Another difficulty can arise with documents that use the (recommended) feature of makeinfo for implicitly determining node pointers. Since makeinfo must assume a hierarchically organized document to determine the pointers, you cannot just arbitrarily sprinkle @raisesections and @lowersections commands throughout the document. The final result has to have menus that take the raising and lowering into account. So, as a practical matter, you generally only want to raise or lower large chunks, usually in external files as shown above.
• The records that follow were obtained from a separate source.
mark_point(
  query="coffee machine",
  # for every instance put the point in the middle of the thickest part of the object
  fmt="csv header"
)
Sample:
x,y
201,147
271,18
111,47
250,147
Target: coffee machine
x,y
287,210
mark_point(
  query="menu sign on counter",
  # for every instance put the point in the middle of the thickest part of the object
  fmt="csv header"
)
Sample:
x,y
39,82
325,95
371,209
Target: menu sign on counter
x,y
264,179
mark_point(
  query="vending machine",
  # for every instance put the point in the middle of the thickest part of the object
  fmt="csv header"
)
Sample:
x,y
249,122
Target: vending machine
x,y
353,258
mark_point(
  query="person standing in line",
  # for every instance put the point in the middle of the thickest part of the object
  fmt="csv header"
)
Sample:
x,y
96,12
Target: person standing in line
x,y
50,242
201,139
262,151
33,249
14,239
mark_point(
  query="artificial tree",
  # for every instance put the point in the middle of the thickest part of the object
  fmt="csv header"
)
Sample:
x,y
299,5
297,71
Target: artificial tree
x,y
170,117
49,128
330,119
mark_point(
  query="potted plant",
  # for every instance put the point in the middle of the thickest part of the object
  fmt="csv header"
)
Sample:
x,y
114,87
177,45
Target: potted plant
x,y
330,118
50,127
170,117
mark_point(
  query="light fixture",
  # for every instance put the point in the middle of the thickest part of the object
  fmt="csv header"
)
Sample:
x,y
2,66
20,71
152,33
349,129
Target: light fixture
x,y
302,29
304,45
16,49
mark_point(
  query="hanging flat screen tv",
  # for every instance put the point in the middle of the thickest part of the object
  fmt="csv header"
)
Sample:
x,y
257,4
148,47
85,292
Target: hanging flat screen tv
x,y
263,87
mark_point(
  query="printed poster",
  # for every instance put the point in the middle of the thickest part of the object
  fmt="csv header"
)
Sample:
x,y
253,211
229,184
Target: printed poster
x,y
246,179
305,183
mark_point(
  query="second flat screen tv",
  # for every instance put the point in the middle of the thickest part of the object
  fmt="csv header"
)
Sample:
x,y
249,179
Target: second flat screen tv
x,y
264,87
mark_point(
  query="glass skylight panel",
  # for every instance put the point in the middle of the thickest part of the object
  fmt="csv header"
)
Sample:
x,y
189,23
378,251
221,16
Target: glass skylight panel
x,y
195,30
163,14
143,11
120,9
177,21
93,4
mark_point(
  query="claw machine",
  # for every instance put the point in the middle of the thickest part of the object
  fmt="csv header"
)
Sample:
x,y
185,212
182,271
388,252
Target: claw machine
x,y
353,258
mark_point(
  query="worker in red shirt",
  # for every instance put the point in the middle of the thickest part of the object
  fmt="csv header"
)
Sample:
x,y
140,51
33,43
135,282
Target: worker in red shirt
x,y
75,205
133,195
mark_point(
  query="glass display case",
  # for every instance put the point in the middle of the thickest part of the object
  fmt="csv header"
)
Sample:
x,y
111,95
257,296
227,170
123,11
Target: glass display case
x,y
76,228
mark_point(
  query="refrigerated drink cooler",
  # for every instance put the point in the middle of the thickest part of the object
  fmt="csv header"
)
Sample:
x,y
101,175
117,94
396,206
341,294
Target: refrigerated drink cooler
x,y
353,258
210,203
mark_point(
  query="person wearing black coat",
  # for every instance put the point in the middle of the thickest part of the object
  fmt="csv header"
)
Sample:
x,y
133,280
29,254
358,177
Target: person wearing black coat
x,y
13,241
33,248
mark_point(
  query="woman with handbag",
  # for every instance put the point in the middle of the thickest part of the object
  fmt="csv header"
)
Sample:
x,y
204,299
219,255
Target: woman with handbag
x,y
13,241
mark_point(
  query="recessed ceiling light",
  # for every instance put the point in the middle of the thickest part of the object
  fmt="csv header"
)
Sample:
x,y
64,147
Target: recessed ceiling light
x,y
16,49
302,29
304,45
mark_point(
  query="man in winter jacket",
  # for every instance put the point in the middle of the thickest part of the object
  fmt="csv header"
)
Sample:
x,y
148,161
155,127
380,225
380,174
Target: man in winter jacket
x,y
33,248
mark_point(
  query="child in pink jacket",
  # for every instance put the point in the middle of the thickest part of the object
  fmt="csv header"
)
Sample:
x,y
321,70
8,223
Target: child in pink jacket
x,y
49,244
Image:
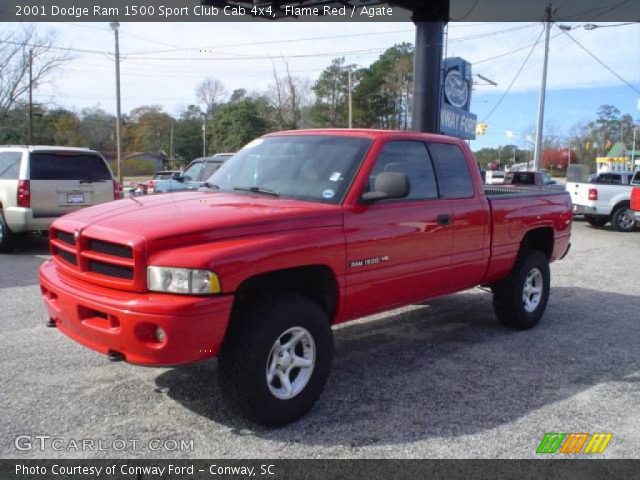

Repeated use of the commands continues to raise or lower the hierarchical level a step at a time. An attempt to raise above ‘chapter’ reproduces chapter commands; an attempt to lower below ‘subsubsection’ reproduces subsubsection commands. Also, lowered subsubsections and raised chapters will not work with makeinfo’s feature of implicitly determining node pointers, since the menu structure cannot be represented correctly.

Write each @raisesections and @lowersections command on a line of its own.